Karine BRANGER : Merci beaucoup Stéphane pour cet éclairage juridique.

Vous avez vécu la mise en place du lean management dans votre entreprise et avez un point de vue à partager avec nous, n’hésitez pas à laisser un commentaire ci-dessous!

à bientôt

 

6 réflexions au sujet de « Lean management et RPS: éclairage juridique »
  1. Bonjour, je n’ai jamais vécu le LEAN alors je ne pourrai échanger à ce sujet avec vous. Cependant vos expériences m’intéressent grandement.
    Dans le cadre de mon mastère pro amélioration continue et performance industrielle j’ai à rédiger une thèse sur la problématique « les risques humains liés à la mise en place d’une démarche d’amélioration continue ».
    Si vous êtes enclin à m’aider pour ma thèse, en me détaillant vos expériences à ce sujet, n’hésitez pas à m’écrire à l’adresse suivante : mickael.lepage@gmail.com

    Merci d’avance et merci pour l’article,

    Mickaël

  2. Je constate que de nombreux projets lean ont fait des dégâts sur les condition de travail.
    Maintenant c’est n’est pas le lean qui est en cause mais la finalité qu’on lui a prêté ou la manière dont il a été mis en oeuvre.
    Je vais même plus loin. Avec une vraie concertation, une vraie transparence dans sa mise en oeuvre, avec un sens sincère de l’humain, associé à un véritable accompagnement le lean peut être utilisé pour prévenir les RPS.

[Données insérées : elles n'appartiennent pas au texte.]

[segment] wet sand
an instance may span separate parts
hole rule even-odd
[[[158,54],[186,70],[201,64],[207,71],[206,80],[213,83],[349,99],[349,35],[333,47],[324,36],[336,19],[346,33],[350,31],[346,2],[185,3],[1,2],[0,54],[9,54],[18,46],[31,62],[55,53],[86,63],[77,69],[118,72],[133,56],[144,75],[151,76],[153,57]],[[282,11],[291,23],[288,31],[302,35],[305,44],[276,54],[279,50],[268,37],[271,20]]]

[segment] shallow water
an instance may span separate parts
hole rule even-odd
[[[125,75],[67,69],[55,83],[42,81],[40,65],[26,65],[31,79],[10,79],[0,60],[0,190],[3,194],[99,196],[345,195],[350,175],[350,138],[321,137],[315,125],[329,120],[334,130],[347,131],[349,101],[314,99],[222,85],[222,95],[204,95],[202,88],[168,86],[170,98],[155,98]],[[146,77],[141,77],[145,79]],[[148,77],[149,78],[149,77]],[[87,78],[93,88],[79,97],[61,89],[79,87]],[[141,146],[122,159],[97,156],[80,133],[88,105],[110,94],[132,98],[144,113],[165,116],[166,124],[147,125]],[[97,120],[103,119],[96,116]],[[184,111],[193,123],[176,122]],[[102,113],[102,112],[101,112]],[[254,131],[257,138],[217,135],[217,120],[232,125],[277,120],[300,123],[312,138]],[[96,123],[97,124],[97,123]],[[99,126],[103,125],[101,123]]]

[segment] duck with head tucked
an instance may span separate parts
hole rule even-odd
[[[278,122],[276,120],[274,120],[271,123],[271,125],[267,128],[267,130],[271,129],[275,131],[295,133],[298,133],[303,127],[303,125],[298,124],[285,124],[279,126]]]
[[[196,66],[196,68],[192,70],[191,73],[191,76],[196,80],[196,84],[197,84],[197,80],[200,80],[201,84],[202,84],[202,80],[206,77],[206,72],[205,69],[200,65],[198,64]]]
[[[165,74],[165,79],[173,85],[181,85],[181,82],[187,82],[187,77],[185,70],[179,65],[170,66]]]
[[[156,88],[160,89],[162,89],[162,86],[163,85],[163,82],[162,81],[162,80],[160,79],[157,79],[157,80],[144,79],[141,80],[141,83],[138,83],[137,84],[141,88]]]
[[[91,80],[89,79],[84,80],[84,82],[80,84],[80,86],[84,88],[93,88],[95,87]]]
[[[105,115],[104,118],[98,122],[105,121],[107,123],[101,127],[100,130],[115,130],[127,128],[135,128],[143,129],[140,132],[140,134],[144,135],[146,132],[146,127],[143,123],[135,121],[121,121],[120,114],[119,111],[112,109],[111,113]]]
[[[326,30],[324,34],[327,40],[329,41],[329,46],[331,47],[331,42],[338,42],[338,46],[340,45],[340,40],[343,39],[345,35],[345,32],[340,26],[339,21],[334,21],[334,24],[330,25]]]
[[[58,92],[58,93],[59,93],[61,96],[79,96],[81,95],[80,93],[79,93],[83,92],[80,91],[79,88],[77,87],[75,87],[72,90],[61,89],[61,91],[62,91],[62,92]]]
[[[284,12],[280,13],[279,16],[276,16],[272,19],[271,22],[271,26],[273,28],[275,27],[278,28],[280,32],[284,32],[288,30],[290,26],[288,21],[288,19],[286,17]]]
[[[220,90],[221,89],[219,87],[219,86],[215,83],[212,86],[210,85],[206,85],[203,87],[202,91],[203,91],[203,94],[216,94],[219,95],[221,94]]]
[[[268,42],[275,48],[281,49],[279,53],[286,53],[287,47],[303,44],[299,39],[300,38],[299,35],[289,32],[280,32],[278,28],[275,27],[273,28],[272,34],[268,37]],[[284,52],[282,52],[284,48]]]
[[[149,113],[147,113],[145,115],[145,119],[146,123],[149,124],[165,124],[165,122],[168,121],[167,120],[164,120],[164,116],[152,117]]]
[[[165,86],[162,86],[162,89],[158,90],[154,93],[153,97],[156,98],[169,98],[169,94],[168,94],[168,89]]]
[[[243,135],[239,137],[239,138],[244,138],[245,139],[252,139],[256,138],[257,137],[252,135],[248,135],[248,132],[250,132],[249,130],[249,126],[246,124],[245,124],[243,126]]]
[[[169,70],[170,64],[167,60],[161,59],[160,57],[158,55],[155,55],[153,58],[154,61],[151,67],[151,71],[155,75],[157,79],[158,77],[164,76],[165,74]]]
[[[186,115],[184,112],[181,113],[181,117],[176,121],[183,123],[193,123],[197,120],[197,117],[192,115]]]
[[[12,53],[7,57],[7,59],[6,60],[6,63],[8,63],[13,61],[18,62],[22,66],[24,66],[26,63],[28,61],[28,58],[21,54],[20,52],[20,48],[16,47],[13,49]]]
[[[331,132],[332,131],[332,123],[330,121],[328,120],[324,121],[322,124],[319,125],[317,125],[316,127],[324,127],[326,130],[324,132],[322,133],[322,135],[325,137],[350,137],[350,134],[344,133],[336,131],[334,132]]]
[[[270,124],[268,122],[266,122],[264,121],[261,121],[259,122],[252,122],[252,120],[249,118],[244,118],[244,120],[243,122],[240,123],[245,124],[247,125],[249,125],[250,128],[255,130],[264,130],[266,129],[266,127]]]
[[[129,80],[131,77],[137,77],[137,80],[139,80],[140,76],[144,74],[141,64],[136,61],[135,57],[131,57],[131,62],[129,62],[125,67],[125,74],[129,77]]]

  3. le premier dialogue… c’est celui sur les objectifs ! les pro-lean vous annoncent déployer la démarche pour améliorer l’ergonomie des postes ou la qualité de vie au travail, mais la seule chose qu’ils visent en vrai c’est la productivité.
    De plus, il ne faut pas confondre le lean « officiel » (« prescrit ») et le lean tel qu’il est déployer dans la plupart des entreprises, notamment les PME qui pensent avoir trouver LA solution. Bien souvent, le lean réel est très décalé du lean prescrit !!

  4. Merci pour ces précisions juridiques.
    Je vous conseille la lecture de « du lean au management maigre », de B Jacquier (amazon). Il décrit assez précisément la démarche (pour la comprendre) et il donne des premières pistes pour penser les impacts du lean sur la santé, sur le dialogue social, l’économie… un bon point de départ.

  5. Bonjour Evelyne,

    Effectivement ce qui manque le plus souvent sont les phases explication, temps pour la mise à l’épreuve et la compréhension/appropriation. Le manque de temps et d’anticipation voir la précipitation sont selon mes expériences les principales causes d’échec ou de souffrance au travail pour ce type d’organisation du travail. Je connais des entreprises et des équipes qui ne feraient machine arrière pour rien au monde. Tous les contextes ne se ressemblent pas:)

  6. Les promoteurs de ces méthodes font-ils toujours les efforts de pédagogie nécessaire pour expliquer aux salariés les tenants et les aboutissants du lean ? Comme le fait remarquer M. Vacca, le dialogue est essentiel.